But these aren’t Victory Gardens, any more than scattered individual refusals to pay rent constitute a general rent strike that challenges entrenched power. A true Victory Garden push would look like something else. It would channel the idled energy of mass unemployment away from despair and into something productive and hopeful, while also relieving stress and increasing access to high-quality fresh food. It would be unmistakably political, even radical. Scotts Miracle-Gro markets Victory Gardens as a self-affirming individual lifestyle choice. History offers a different model. 

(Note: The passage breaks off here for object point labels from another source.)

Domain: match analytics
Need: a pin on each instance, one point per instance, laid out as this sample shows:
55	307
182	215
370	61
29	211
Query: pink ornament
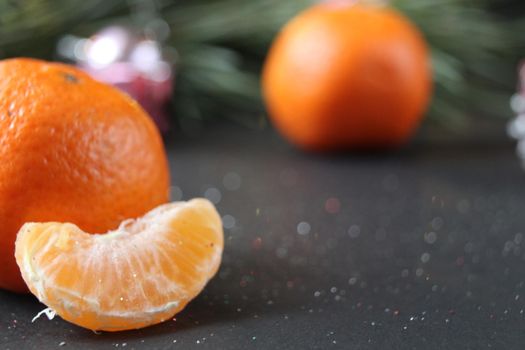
134	64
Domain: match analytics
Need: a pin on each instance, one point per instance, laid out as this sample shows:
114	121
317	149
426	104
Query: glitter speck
332	205
430	237
303	228
354	231
281	252
437	223
176	193
228	221
231	181
213	194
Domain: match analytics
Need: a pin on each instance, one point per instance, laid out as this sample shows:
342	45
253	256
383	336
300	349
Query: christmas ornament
135	63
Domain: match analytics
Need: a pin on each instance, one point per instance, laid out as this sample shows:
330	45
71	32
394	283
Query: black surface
391	286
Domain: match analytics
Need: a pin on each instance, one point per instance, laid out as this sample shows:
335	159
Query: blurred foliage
221	43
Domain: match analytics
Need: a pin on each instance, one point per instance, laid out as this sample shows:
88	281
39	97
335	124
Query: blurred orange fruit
71	150
138	275
345	75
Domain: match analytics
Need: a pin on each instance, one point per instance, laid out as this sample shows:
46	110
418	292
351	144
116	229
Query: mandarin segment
137	275
71	150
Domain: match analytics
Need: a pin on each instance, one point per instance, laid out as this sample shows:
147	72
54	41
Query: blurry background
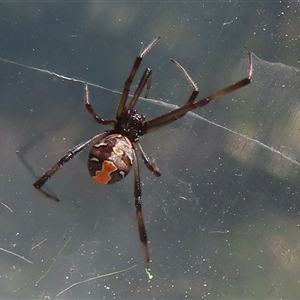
223	219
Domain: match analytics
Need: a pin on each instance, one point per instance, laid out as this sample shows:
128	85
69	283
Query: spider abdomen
110	160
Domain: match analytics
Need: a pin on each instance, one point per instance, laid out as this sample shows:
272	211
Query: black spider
114	151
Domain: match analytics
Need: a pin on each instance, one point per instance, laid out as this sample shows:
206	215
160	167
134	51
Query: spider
114	152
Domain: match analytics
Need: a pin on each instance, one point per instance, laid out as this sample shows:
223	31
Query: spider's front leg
139	214
71	153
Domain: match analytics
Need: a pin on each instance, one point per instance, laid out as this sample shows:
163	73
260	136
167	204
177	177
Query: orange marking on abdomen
104	176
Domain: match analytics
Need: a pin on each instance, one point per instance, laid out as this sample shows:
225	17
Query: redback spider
114	151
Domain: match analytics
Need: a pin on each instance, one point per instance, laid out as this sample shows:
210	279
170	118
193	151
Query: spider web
191	186
222	220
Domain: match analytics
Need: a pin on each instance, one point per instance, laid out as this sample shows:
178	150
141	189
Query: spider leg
149	163
145	80
190	105
132	73
69	155
91	110
139	214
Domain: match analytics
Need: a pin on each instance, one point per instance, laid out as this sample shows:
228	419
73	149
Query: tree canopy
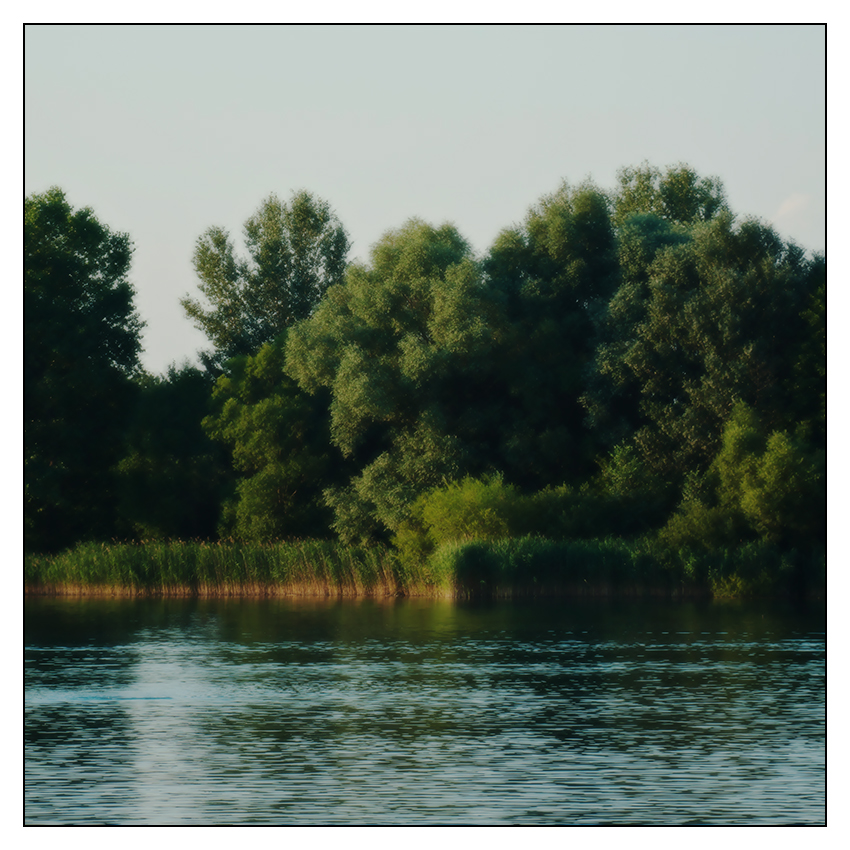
81	347
295	252
636	363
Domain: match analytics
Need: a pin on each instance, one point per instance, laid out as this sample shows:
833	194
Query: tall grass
460	569
539	566
175	568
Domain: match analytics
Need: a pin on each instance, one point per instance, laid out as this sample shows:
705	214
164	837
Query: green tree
81	347
553	273
172	476
296	251
404	349
677	195
279	443
703	318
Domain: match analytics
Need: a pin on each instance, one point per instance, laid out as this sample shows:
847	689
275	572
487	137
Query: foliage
81	346
399	347
279	444
172	476
553	274
677	195
296	251
704	325
632	380
308	567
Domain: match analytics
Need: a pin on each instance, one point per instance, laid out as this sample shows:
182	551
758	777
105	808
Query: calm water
423	712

The Victory Gardens of World War II get all the ink, but they weren’t our country’s first attempt to garden our way out of a crisis. One notable experiment took place half a century earlier. After the Panic of 1893, Detroit was locked in the worst economic slump in its history, beset by unemployment and covered in abandoned lots. Surveying the ruins of a boom gone bust, Mayor Hazen Pingree envisioned a blooming city. His “potato patch” program allotted vacant land to families for growing food. 

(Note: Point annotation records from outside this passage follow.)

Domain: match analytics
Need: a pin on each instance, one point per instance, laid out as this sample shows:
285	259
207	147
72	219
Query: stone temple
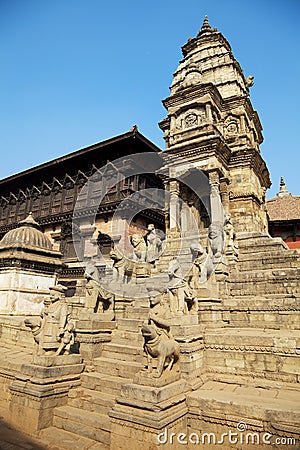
143	302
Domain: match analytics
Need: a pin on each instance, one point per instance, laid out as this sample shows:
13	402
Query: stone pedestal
145	410
91	334
189	334
40	387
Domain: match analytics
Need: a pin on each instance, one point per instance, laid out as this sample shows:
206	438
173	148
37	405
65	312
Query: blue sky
75	72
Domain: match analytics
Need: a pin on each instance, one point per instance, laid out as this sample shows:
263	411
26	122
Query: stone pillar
174	205
208	113
224	191
215	200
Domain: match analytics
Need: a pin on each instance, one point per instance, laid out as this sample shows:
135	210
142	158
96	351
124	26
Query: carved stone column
215	200
224	191
174	205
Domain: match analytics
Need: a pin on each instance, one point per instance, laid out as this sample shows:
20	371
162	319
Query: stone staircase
84	423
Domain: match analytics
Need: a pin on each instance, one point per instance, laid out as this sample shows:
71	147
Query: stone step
123	352
129	324
103	382
90	400
120	369
84	423
271	406
261	353
128	338
58	439
274	262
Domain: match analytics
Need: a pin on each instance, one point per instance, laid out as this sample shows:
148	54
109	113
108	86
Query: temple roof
27	235
110	149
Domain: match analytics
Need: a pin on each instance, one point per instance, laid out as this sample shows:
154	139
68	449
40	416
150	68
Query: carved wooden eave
121	145
68	182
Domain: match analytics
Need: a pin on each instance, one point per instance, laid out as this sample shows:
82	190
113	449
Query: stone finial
206	28
29	221
133	129
249	81
283	192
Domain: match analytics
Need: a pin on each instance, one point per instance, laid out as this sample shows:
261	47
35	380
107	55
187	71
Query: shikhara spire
206	28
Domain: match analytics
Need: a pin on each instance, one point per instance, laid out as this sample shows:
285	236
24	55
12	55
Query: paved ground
11	439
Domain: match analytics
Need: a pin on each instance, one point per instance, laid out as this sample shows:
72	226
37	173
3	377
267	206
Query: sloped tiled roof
284	208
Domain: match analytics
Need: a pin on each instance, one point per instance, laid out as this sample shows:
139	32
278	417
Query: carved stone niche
231	129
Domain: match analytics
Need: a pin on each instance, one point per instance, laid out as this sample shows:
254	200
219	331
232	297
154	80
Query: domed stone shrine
28	267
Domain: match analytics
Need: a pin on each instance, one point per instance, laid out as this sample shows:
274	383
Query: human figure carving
139	247
53	326
122	266
202	266
67	340
153	244
97	298
216	239
178	288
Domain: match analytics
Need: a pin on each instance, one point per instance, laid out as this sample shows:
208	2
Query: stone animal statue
159	346
123	266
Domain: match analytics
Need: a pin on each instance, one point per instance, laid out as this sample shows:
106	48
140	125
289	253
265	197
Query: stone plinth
23	292
91	334
40	387
143	412
189	334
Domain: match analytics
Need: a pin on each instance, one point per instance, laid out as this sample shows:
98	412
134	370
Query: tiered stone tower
212	123
235	381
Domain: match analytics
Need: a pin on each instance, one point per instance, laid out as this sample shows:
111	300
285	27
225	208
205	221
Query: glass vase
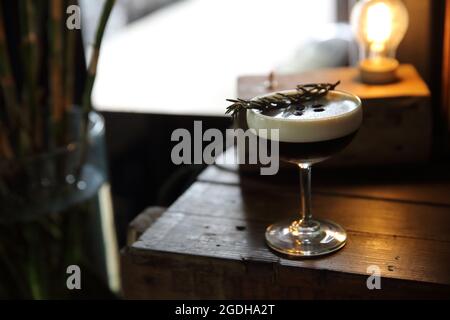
57	235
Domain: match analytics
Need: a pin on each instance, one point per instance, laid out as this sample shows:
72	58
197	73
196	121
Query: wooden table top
210	242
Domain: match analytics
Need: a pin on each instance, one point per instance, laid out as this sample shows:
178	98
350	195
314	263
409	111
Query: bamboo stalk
56	61
6	77
90	79
29	46
5	146
69	66
92	69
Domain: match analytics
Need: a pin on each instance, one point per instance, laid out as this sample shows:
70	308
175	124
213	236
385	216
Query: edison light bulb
379	27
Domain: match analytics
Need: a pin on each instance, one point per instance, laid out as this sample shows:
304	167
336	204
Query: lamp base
378	70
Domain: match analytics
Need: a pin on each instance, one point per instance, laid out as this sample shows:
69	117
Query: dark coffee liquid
311	152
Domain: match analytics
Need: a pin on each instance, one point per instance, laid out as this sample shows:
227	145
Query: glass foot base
318	238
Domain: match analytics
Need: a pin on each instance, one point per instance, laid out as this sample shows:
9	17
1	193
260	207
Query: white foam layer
342	115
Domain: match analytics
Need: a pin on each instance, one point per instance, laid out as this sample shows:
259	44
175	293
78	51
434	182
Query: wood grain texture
210	242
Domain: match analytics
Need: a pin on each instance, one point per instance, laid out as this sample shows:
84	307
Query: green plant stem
91	73
7	79
92	69
55	62
69	65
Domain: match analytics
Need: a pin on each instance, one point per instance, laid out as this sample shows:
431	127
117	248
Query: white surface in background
185	59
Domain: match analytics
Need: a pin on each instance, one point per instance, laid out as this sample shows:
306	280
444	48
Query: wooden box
397	121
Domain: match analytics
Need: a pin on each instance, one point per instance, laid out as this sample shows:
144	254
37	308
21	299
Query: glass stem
305	195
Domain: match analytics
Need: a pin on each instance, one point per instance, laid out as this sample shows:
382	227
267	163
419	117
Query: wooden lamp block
397	119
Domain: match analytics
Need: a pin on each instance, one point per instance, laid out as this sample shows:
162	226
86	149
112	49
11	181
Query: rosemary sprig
305	93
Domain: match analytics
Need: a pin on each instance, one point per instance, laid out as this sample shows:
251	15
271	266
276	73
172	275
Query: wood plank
418	189
240	240
162	275
261	203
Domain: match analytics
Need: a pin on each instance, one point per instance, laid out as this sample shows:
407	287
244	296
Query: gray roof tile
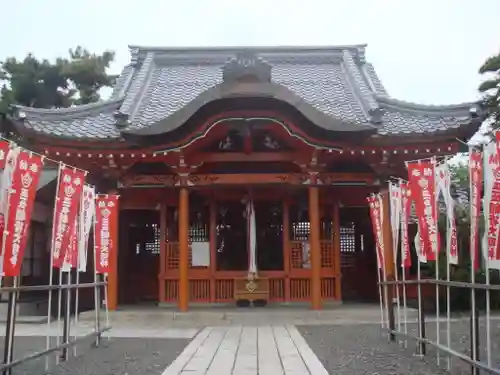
335	80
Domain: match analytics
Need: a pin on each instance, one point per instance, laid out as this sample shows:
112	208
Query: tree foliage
490	88
66	81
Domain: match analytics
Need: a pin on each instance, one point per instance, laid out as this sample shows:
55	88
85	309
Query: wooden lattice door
357	255
139	255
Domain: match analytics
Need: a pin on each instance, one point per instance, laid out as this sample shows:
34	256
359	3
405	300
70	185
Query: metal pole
390	311
474	344
421	346
8	355
66	317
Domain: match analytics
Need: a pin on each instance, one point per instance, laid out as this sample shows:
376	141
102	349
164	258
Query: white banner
86	218
443	186
491	164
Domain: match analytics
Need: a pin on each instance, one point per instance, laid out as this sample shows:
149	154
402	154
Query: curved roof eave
452	109
248	90
69	112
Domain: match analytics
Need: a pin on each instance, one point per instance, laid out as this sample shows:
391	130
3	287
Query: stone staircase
216	316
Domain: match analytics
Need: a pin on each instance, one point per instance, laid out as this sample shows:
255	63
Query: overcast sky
425	51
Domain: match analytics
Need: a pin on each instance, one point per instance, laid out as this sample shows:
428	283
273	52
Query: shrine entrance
138	263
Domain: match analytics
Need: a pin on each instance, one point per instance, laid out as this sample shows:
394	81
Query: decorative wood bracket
246	64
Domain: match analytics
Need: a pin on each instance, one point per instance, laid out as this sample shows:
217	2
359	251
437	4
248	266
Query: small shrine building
189	136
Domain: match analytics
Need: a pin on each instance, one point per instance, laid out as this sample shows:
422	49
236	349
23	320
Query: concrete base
217	316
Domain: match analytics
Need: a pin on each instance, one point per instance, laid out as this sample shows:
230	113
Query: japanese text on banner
374	203
476	181
69	192
20	202
405	215
422	180
106	227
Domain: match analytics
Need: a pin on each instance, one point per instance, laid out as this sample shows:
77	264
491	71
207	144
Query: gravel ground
364	349
113	357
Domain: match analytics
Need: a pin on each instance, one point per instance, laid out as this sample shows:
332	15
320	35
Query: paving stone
263	350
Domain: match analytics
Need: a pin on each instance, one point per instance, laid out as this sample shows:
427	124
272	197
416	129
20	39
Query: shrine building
191	136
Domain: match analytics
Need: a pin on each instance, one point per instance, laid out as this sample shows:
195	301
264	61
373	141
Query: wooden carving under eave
247	178
332	178
160	180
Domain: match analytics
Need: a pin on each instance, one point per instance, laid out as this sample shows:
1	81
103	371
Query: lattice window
147	238
348	238
199	230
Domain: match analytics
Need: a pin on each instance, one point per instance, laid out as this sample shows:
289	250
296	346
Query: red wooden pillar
213	247
315	247
183	249
286	247
336	251
113	263
163	253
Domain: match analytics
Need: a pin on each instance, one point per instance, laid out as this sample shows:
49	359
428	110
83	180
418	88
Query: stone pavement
263	350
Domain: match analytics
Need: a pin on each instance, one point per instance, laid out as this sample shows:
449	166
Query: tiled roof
160	81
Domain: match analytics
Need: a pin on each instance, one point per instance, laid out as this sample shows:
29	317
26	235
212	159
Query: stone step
257	316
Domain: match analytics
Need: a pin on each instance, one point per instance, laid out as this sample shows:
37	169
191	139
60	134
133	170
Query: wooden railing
218	286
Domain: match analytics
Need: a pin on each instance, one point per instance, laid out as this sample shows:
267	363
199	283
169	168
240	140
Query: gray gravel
114	357
364	349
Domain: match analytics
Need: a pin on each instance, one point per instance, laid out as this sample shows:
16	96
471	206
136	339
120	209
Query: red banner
421	177
476	182
4	150
71	257
376	217
6	183
21	199
69	192
405	216
106	231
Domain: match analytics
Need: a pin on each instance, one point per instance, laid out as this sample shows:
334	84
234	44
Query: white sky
426	51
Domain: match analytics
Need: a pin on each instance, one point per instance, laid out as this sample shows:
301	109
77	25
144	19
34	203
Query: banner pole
421	322
381	299
51	272
488	313
106	311
77	296
448	307
67	317
438	328
10	327
59	313
97	299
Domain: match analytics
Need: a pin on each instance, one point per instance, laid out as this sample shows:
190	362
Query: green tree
490	89
66	81
87	72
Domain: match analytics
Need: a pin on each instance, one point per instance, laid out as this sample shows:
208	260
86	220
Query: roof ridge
137	86
78	109
412	106
363	93
290	48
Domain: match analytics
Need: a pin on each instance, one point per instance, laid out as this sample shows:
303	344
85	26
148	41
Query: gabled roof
159	83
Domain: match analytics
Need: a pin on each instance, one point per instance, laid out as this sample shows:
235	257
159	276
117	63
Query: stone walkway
263	350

City elites scoffed at the plan to devote land in a budding modern metropolis to the grubby, backwater activity of food production. But the city’s idled, hungry working class—a quarter of it comprising recent immigrants from Central Europe, including many displaced peasant farmers—rallied behind Pingree’s vision. A blighted landscape turned green and bountiful,  alleviating hunger. By 1896, 1,700 Detroit families managed gardens covering more than 400 acres. The “Detroit Plan,” as it became known, soon took root in similarly devastated metropolises like New York City and Philadelphia. Now largely forgotten, Pingree’s initiative established a pattern that has held ever since: When the going gets tough, Americans turn to gardening for comfort and sustenance.

The first great national gardening mobilization came two decades later, scholar Rose Hayden-Smith writes in her 2014 book Sowing the Seeds of Victory: American Gardening Programs of World War 1. Building on a Progressive Era push to install gardens in public school yards as an educational tool, President Woodrow Wilson tapped the Bureau of Education, with funding from the War Department, to launch the US School Garden Army shortly after sending troops to intervene in the European conflict. “A Garden for Every Child,” its slogan promised. “Every Child in a Garden.”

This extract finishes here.